Some attributes of the three resulting blocks (such as immediate dominator) are updated.

In some cases, cross jumping might split the computation of an expression into two, by inserting a branch somewhere in the middle. Most code generators will generate very poor assembly code when presented with such EM code. Therefor, cross jumping is not performed in these cases.

10. Branch Optimization

10.1. Introduction

The Branch Optimization phase (BO) performs two related (branch) optimizations.

10.1.1. Fusion of basic blocks

If two basic blocks B1 and B2 have the following properties:

     SUCC(B1) = {B2}
     PRED(B2) = {B1}

then B1 and B2 can be combined into one basic block. If B1 ends in an unconditional jump to the beginning of B2, this jump can be eliminated, hence saving a little execution time and object code size. This technique can be used to eliminate some deficiencies introduced by the front ends (for example, the "C" front end translates switch statements inefficiently due to its one pass nature).

10.1.2. While-loop optimization

The straightforward way to translate a while loop is to put the test for loop termination at the beginning of the loop.

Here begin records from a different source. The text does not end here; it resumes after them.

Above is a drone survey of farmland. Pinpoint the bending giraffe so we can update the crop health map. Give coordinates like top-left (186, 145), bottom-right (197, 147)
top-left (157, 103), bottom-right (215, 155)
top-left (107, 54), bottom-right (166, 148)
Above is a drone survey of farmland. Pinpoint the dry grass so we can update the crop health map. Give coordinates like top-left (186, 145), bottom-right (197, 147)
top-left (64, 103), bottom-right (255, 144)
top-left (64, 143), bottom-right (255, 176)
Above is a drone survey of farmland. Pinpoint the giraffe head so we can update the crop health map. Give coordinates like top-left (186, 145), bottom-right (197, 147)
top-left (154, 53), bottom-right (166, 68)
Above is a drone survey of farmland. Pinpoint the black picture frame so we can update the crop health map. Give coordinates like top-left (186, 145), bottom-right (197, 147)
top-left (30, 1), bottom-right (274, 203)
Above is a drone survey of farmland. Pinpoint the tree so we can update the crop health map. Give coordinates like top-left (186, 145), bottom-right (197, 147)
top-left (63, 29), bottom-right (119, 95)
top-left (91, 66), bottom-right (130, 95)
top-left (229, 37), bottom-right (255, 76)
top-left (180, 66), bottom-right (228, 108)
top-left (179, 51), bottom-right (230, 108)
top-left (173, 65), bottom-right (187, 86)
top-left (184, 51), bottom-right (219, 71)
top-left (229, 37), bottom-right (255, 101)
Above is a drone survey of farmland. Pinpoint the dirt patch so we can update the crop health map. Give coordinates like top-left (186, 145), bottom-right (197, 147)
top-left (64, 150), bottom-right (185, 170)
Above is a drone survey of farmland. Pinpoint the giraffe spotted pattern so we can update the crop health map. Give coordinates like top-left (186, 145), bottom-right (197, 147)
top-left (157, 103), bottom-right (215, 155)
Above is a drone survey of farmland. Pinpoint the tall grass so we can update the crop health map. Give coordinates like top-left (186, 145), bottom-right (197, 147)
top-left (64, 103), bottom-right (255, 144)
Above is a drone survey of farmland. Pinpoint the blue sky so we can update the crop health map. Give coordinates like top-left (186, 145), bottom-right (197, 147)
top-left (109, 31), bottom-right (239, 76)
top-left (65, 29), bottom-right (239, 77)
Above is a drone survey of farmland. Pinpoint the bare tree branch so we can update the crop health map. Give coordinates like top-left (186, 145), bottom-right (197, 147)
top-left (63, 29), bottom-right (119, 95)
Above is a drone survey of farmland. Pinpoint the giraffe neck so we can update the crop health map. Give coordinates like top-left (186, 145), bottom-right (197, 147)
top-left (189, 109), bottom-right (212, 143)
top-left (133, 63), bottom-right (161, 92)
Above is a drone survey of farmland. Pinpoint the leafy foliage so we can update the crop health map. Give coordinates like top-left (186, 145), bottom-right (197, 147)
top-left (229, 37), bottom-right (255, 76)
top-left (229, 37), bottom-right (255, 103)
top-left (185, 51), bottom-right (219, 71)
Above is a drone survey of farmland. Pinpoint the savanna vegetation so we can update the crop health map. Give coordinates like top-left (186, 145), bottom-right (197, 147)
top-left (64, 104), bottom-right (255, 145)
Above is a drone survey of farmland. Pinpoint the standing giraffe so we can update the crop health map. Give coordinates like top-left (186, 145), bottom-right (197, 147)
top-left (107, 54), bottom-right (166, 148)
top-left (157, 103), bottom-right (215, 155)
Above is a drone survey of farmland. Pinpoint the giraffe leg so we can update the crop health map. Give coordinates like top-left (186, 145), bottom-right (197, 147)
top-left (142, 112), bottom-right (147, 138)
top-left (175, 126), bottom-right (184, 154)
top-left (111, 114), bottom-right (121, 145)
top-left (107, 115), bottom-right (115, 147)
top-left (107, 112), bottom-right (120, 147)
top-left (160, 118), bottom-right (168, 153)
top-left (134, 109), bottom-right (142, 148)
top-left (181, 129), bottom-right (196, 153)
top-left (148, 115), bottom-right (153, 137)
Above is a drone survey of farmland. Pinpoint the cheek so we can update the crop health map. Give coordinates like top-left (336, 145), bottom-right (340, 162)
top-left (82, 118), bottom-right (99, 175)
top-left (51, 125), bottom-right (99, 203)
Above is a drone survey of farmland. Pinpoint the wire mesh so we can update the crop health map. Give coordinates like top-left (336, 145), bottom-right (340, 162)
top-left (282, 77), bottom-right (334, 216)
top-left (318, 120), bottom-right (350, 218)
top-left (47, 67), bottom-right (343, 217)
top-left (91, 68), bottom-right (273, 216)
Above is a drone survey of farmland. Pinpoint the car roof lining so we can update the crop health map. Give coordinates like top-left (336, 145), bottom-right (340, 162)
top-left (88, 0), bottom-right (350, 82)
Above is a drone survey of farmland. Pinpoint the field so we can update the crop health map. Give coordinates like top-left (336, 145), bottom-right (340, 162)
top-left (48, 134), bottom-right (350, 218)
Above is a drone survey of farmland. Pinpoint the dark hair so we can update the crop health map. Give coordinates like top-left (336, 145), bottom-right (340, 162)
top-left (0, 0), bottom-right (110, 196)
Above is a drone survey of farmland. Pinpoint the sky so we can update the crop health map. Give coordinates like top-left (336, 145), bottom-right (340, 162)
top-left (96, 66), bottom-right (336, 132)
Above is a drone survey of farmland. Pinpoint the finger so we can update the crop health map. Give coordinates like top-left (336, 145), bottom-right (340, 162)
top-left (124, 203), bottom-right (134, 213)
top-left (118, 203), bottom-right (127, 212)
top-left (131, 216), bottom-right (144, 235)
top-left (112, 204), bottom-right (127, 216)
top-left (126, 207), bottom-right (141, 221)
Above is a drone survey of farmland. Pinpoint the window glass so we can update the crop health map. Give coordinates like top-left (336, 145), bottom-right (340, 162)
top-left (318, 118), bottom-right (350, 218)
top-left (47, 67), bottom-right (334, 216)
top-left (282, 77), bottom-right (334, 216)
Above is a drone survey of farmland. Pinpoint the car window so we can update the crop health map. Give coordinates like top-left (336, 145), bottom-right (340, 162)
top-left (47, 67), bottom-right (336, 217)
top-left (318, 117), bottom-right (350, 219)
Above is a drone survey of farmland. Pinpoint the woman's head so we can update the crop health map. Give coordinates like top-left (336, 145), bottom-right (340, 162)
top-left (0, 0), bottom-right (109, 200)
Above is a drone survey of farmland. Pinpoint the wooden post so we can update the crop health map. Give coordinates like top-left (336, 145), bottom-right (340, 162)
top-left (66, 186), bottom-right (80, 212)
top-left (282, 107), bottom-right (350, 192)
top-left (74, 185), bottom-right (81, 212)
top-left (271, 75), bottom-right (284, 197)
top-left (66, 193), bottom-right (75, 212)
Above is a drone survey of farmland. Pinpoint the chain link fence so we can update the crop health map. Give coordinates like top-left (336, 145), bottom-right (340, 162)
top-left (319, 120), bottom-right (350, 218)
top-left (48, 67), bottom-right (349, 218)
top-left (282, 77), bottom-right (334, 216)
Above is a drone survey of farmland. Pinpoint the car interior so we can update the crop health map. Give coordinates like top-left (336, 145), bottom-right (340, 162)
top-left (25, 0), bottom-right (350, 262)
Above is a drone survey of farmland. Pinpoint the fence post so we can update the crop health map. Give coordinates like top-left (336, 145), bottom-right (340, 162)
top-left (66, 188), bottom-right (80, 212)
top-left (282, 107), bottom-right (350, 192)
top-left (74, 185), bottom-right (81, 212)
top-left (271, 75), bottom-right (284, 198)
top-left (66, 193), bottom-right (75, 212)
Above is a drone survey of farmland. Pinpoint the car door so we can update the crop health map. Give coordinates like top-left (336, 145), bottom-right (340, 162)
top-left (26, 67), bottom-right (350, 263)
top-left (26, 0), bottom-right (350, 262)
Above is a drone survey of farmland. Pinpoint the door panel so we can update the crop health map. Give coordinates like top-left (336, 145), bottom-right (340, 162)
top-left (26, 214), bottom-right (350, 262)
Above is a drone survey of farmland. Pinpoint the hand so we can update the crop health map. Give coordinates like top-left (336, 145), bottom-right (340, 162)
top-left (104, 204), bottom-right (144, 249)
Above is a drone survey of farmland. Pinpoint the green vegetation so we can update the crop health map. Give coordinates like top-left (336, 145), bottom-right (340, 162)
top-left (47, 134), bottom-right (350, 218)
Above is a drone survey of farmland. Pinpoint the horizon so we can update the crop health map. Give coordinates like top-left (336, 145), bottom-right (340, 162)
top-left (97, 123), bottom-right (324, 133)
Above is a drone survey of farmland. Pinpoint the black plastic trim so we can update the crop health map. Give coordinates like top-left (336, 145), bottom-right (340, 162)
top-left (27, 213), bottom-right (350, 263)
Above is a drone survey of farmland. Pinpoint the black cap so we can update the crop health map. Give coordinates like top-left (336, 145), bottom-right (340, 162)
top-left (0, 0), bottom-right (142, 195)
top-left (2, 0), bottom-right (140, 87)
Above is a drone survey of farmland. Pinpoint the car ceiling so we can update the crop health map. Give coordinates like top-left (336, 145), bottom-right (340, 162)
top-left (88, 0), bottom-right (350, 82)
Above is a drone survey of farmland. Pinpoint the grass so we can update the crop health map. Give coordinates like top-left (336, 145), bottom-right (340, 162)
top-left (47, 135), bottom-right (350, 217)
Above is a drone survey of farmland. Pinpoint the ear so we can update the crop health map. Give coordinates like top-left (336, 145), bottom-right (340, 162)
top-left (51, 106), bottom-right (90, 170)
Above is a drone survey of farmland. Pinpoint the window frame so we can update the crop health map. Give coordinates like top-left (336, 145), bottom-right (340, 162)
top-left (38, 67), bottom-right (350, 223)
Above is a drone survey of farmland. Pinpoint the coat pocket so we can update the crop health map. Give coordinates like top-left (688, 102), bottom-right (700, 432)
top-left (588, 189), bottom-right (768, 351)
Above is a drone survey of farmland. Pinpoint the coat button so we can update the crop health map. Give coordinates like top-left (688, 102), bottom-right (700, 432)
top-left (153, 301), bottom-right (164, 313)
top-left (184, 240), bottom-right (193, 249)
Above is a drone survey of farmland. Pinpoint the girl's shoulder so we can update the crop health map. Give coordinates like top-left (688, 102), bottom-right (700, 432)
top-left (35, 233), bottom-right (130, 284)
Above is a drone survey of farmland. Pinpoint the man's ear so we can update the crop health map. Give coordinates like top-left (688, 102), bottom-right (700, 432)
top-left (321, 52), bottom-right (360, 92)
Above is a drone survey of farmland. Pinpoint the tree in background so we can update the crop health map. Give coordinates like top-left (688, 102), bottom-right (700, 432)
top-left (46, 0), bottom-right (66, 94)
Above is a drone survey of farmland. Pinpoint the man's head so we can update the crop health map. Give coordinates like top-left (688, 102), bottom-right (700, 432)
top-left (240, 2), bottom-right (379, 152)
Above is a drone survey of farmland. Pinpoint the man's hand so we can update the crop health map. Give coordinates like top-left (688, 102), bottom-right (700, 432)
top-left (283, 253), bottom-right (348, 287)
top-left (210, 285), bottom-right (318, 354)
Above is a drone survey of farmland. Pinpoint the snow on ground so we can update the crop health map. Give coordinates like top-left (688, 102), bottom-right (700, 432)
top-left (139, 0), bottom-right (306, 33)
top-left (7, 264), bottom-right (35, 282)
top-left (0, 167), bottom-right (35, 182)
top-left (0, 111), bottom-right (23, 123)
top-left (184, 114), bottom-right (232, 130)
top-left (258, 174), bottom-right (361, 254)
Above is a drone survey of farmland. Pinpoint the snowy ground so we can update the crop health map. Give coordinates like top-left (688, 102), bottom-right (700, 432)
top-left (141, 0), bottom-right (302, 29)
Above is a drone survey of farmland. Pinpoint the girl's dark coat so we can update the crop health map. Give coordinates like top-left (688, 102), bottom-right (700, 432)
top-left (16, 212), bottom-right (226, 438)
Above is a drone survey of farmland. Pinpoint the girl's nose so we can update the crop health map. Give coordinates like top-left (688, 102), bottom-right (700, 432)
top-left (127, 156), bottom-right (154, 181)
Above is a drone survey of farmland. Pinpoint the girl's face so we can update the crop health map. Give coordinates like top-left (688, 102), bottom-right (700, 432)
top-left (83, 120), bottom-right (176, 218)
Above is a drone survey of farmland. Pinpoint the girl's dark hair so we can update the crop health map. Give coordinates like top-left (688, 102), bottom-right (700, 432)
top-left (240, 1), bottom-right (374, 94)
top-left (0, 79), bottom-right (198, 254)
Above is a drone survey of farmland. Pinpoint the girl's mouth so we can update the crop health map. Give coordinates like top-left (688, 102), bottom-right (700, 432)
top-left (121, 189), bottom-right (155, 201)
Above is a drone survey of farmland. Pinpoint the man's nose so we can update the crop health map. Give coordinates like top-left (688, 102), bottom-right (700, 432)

     while cond loop                       LAB1: Test cond
        body of the loop     --->                Branch On False To LAB2
     end loop                                    code for body of loop
                                                 Branch To LAB1
                                           LAB2:


     Fig. 10.1 Example of Branch Optimization

If the condition fails at the Nth iteration, the following code gets executed (dynamically):

An alternative translation is:

          Branch To LAB2
     LAB1:
          code for body of loop
     LAB2:
          Test cond
          Branch On True To LAB1

This translation results in the following profile:

So the second translation will be significantly faster if N >> 2. If N=2, execution time will be slightly increased. On the average, the program will be speeded up. Note that the code sizes of the two translations will be the same.

10.2. Implementation

The basic block fusion technique is implemented by traversing the control flow graph of a procedure, looking for basic blocks B with only one successor (S). If one is found, it is checked if S has only one predecessor (which has to be B). If so, the two basic blocks can in principle be combined. However, as one basic block will have to be moved, the textual order of the basic blocks will be altered. This reordering causes severe problems in the presence of conditional jumps. For example, if S ends in a conditional branch, the basic block that comes textually next to S must stay in that position. So the transformation in Fig. 10.2 is illegal.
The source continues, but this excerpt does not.